There is plenty more that healthcare executives can do to keep frontline health workers safe. While nurses, housekeepers and others are forced to reuse N95 masks and work in dangerous conditions, corporations and executives are sitting on billions of dollars. Ascension, the corporation that owns St. Joseph’s, St. Francis’ and St. Mary’s hospitals in the Milwaukee area, paid its CEO $59.1 million between 2014 and 2017. Froedtert reported $961 million in assets in tax filings for 2017, yet they cut pay for some nurses in 2019. In late March, federal stimulus legislation gave billions of dollars in subsidies to the healthcare industry. Ascension, the largest healthcare corporation in the country, was awarded just under $34 million total for just 11 of their 23 Wisconsin hospitals. Ascension St. Francis Hospital in Milwaukee received $3.1 million. These are outrageous amounts of money going to already wealthy people and corporations. Clearly, there is money to meet healthcare workers’ demands – and more.

So-called “not for profit” healthcare corporations like Advocate Aurora, Ascension, and Froedtert, have plenty of resources that could and should be reprioritized to provide Milwaukee’s frontline caregivers proper protective gear, hazard pay, no-fault sick leave, no-cost medical coverage, and pay continuation if furloughed. Not a single employee in any of those systems maintains all five of those basic protections, despite their sacrifices. The fact that these “not for profit” entities are choosing to advocate to put more lives in danger is an insult to the very healthcare professionals that they are refusing to invest in.

Amidst this corporate greed, patients are the ones that lose. Healthcare is still not affordable, and if healthcare professionals are worried about the virus spreading to their families because of inadequate PPE, or are forced to work mandatory overtime due to staffing shortages, how much energy do they have left to focus on patient care? Despite these circumstances, healthcare workers are doing all they can to ensure their patients receive the highest quality care possible. Their efforts are heroic, but they’re also human.

Instead of selfishly advocating for the state to reopen so that they can resume lucrative elective surgeries, healthcare executives should be advocating for legislation providing much needed relief for healthcare workers and their financially struggling families. Measures like a moratorium on rent and mortgages and free childcare would relieve the stress of frontline workers in healthcare and other essential industries, while also benefiting the community at large.

In the past few months, we have called on our healthcare professionals to risk their lives in order to care for the victims of this pandemic, and they’ve heroically stepped up to the challenge. The time is past due to ask the same of healthcare employers.
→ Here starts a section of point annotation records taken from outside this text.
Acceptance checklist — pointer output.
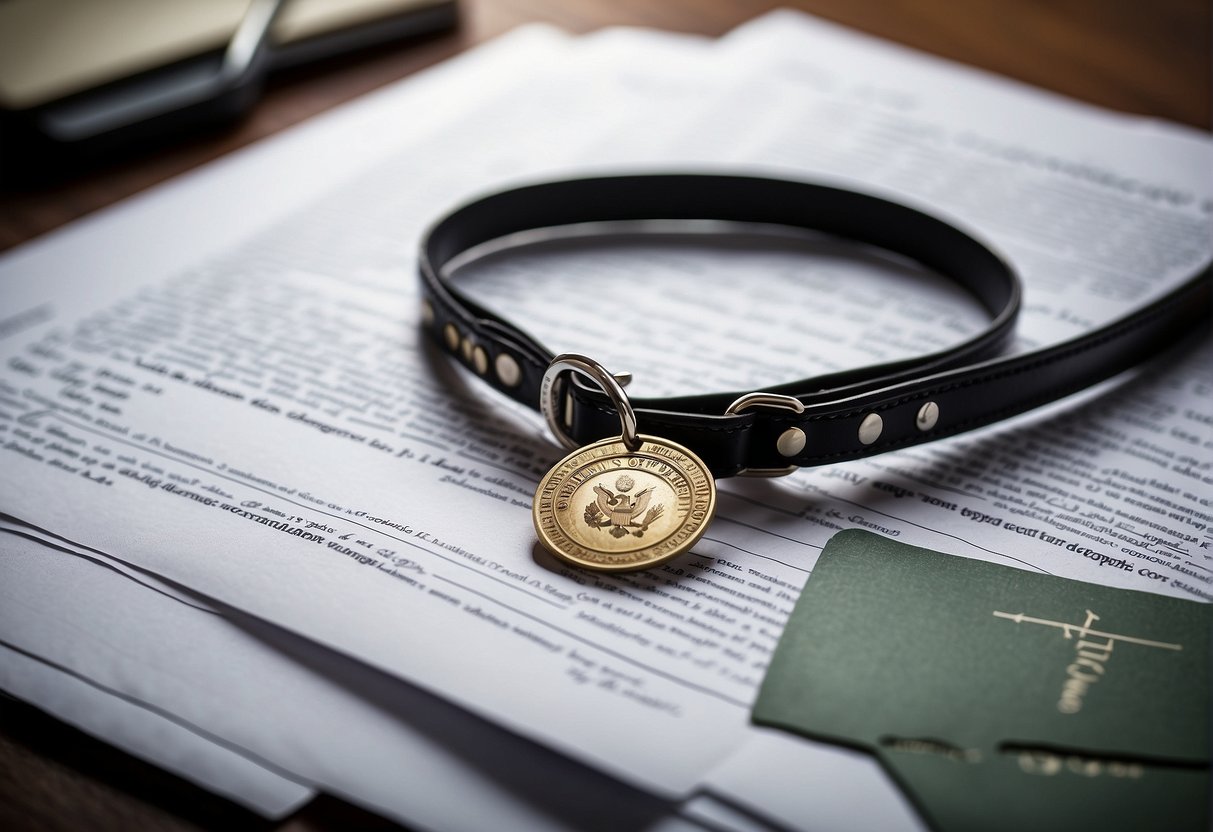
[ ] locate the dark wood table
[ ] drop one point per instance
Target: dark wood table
(1150, 58)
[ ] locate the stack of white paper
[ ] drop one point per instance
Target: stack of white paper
(258, 531)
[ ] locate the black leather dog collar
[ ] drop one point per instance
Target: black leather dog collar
(815, 421)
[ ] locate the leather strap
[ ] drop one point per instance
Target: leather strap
(846, 415)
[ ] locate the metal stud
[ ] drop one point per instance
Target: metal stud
(928, 415)
(508, 370)
(791, 442)
(870, 428)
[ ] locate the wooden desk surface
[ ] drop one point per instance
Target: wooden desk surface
(1150, 58)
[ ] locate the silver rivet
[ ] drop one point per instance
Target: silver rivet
(791, 442)
(928, 415)
(507, 370)
(870, 428)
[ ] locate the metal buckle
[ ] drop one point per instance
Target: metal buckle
(767, 400)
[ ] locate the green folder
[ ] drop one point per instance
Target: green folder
(1001, 699)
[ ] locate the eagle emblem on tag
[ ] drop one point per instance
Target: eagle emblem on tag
(619, 511)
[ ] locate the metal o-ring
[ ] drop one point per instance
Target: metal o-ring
(593, 370)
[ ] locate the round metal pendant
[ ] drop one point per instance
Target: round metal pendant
(608, 508)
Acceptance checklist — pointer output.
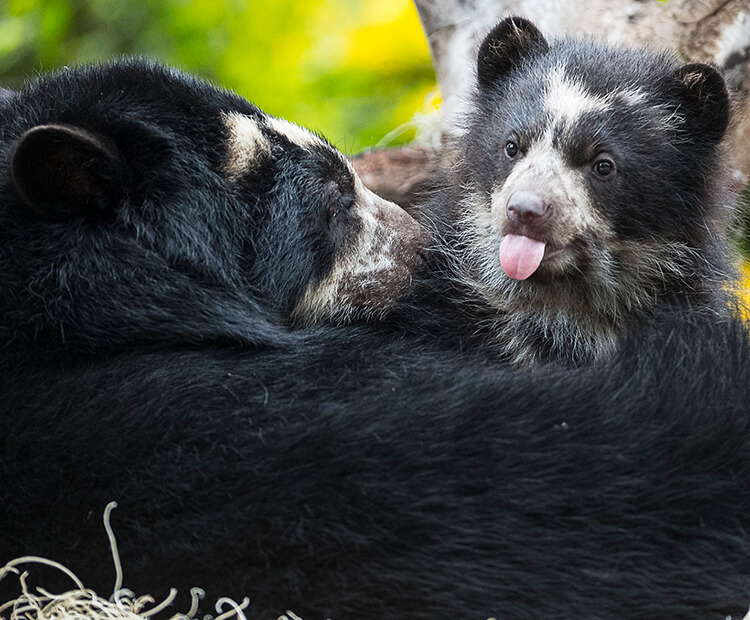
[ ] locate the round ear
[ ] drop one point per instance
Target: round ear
(62, 171)
(510, 42)
(705, 100)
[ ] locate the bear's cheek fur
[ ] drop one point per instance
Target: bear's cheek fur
(373, 271)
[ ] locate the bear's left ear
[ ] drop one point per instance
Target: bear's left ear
(63, 171)
(511, 41)
(705, 100)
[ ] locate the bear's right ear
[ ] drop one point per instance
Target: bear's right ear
(511, 41)
(62, 171)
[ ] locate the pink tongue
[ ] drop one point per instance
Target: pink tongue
(520, 256)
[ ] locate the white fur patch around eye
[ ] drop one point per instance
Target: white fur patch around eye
(246, 143)
(566, 99)
(296, 134)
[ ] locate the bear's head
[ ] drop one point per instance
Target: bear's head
(591, 188)
(138, 204)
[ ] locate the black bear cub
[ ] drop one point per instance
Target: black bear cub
(589, 192)
(157, 238)
(141, 205)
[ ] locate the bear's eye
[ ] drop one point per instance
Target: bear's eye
(604, 168)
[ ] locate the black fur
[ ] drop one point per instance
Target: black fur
(340, 473)
(349, 478)
(122, 220)
(647, 239)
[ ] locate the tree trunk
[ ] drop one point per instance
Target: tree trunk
(714, 31)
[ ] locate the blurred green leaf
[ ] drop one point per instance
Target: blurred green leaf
(342, 67)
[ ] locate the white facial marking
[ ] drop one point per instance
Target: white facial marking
(296, 134)
(543, 168)
(566, 99)
(246, 143)
(373, 271)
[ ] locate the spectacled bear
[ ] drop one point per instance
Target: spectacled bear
(157, 235)
(589, 195)
(141, 205)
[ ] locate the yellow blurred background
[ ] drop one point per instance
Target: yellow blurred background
(352, 69)
(355, 70)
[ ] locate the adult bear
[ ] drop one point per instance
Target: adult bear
(148, 277)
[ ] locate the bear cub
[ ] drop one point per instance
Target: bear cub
(588, 193)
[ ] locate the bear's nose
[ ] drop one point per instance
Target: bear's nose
(526, 208)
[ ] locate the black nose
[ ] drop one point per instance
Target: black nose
(526, 207)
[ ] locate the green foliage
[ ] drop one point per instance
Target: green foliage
(352, 69)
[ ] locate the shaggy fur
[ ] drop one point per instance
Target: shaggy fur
(138, 204)
(609, 161)
(345, 477)
(156, 237)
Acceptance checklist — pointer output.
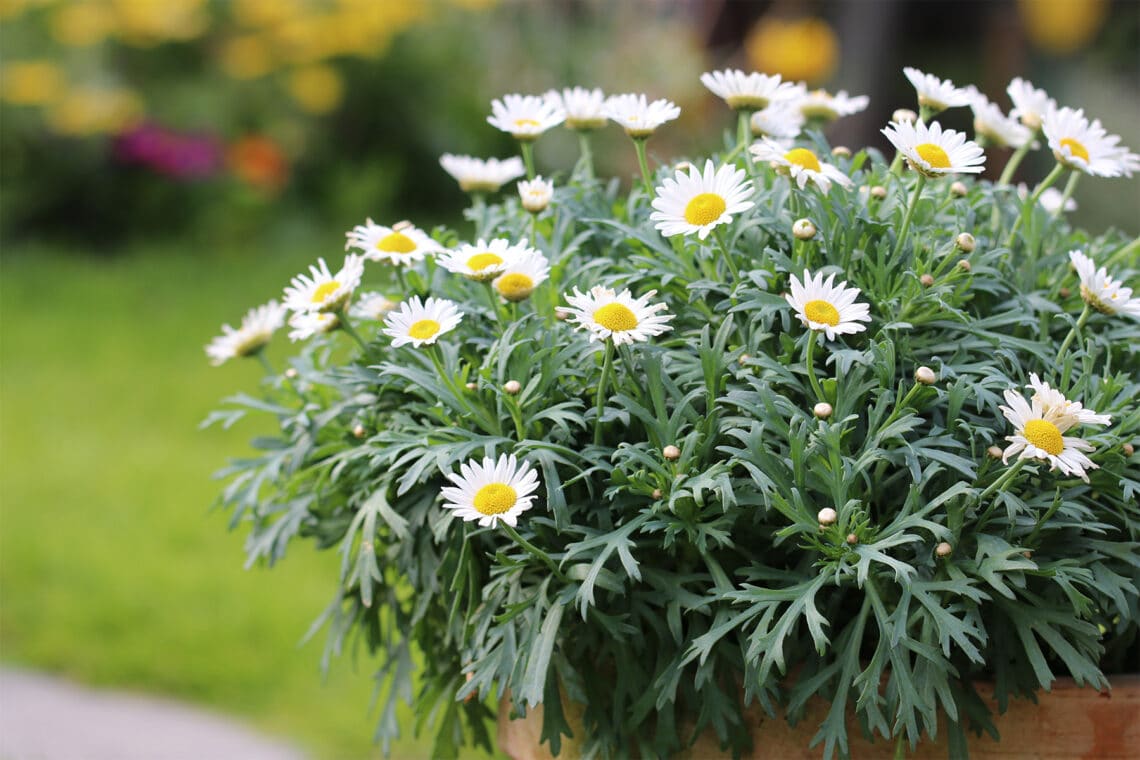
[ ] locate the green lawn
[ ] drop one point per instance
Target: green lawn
(114, 569)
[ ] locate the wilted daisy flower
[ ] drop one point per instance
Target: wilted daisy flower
(522, 276)
(536, 194)
(801, 164)
(1101, 292)
(697, 203)
(479, 176)
(933, 150)
(1086, 147)
(747, 91)
(421, 323)
(618, 317)
(491, 491)
(258, 326)
(400, 244)
(482, 261)
(323, 292)
(524, 116)
(822, 305)
(935, 94)
(585, 109)
(637, 116)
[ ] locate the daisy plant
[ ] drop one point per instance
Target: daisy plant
(657, 465)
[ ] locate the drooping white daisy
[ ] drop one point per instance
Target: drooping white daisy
(637, 116)
(801, 164)
(935, 94)
(822, 305)
(1101, 292)
(618, 317)
(1086, 147)
(258, 326)
(697, 202)
(322, 291)
(522, 276)
(585, 109)
(748, 91)
(491, 490)
(1039, 431)
(536, 194)
(524, 116)
(479, 176)
(933, 150)
(421, 323)
(399, 244)
(1029, 103)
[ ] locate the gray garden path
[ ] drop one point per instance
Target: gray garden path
(43, 718)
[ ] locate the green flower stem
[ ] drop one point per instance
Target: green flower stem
(607, 365)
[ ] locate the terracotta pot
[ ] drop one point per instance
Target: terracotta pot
(1066, 722)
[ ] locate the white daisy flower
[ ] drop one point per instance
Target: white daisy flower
(1086, 147)
(822, 305)
(524, 116)
(479, 176)
(935, 94)
(697, 203)
(801, 164)
(536, 194)
(421, 323)
(637, 116)
(491, 491)
(482, 261)
(400, 244)
(307, 324)
(1040, 427)
(1101, 292)
(585, 109)
(618, 317)
(258, 326)
(748, 91)
(522, 276)
(822, 105)
(322, 291)
(1029, 103)
(933, 150)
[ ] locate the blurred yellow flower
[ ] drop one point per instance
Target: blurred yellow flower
(317, 89)
(801, 49)
(31, 82)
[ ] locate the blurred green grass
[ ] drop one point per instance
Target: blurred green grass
(113, 566)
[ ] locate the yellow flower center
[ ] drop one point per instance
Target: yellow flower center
(396, 243)
(514, 286)
(1075, 148)
(933, 155)
(324, 291)
(616, 317)
(495, 498)
(1044, 435)
(821, 312)
(705, 209)
(481, 261)
(423, 329)
(803, 157)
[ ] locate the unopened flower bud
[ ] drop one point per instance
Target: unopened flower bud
(803, 229)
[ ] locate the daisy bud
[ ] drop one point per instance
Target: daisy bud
(803, 229)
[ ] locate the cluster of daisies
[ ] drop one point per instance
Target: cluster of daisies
(695, 202)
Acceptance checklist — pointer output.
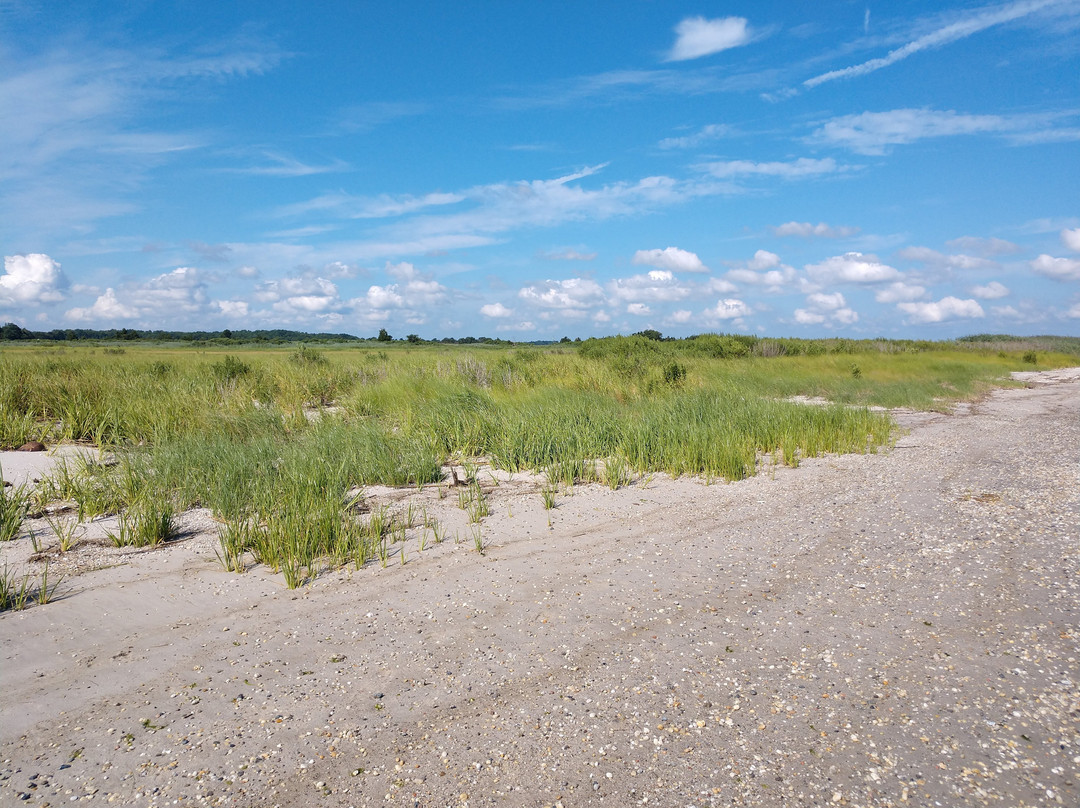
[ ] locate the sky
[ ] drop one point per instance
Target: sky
(532, 171)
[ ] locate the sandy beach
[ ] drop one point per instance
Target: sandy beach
(874, 630)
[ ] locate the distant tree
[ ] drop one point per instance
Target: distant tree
(10, 331)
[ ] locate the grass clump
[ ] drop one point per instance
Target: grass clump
(277, 441)
(14, 506)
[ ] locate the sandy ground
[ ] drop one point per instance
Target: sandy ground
(887, 630)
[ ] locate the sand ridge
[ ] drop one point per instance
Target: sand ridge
(882, 630)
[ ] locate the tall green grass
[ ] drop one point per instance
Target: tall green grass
(247, 434)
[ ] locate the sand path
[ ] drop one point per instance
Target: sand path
(886, 630)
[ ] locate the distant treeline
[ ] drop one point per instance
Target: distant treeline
(711, 345)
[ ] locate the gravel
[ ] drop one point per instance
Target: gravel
(883, 630)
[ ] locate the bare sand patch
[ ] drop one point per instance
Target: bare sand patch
(889, 629)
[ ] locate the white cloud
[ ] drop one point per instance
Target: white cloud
(964, 26)
(383, 297)
(804, 166)
(232, 308)
(990, 292)
(718, 286)
(162, 298)
(496, 310)
(712, 132)
(765, 269)
(821, 308)
(106, 308)
(1060, 269)
(806, 230)
(984, 246)
(568, 255)
(851, 268)
(31, 279)
(899, 291)
(304, 294)
(729, 309)
(571, 294)
(763, 259)
(699, 37)
(660, 285)
(673, 258)
(872, 133)
(809, 318)
(826, 303)
(933, 258)
(948, 308)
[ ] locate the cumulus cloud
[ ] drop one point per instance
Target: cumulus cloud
(990, 292)
(1060, 269)
(496, 310)
(729, 309)
(806, 230)
(899, 291)
(933, 258)
(106, 308)
(804, 166)
(232, 308)
(821, 308)
(947, 308)
(852, 268)
(302, 294)
(765, 269)
(873, 133)
(660, 285)
(718, 286)
(31, 279)
(985, 247)
(698, 37)
(712, 132)
(571, 294)
(671, 258)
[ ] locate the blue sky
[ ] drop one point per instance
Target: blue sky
(532, 170)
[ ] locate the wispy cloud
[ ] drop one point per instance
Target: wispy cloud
(698, 37)
(283, 165)
(807, 230)
(71, 125)
(804, 166)
(874, 133)
(968, 25)
(705, 134)
(670, 258)
(366, 117)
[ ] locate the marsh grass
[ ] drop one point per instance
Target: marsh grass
(235, 432)
(17, 592)
(14, 507)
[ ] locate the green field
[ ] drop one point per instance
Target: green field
(272, 439)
The Wisconsin Federation of Nurses and Health Professionals represents nurses & health professionals throughout the state of Wisconsin and is the local affiliate of the American Federation of Teachers healthcare division, which represents more than 130,000 nurses and health professionals in a variety of disciplines and settings.

Categories: Health, Op-Ed

One thought on “Op Ed: Hospitals’ Greed Sacrifices Their Nurses”

  1. Phyllis Wax says:

    This pandemic has convinced me that health care and hospitals should no longer be left to businesses, whether for profit or so-called “not for profit” businesses.

    They are subsidized by the taxpayers with their tax free status. They should not be amassing millions of dollars and paying their execs millions at the expense of nurses, docs, aides, cleaners, techs, those who do the actual work, and of their patients. We need a new system. They should either be tightly regulated or become public institutions. Let’s see a public and governmental discussion of this.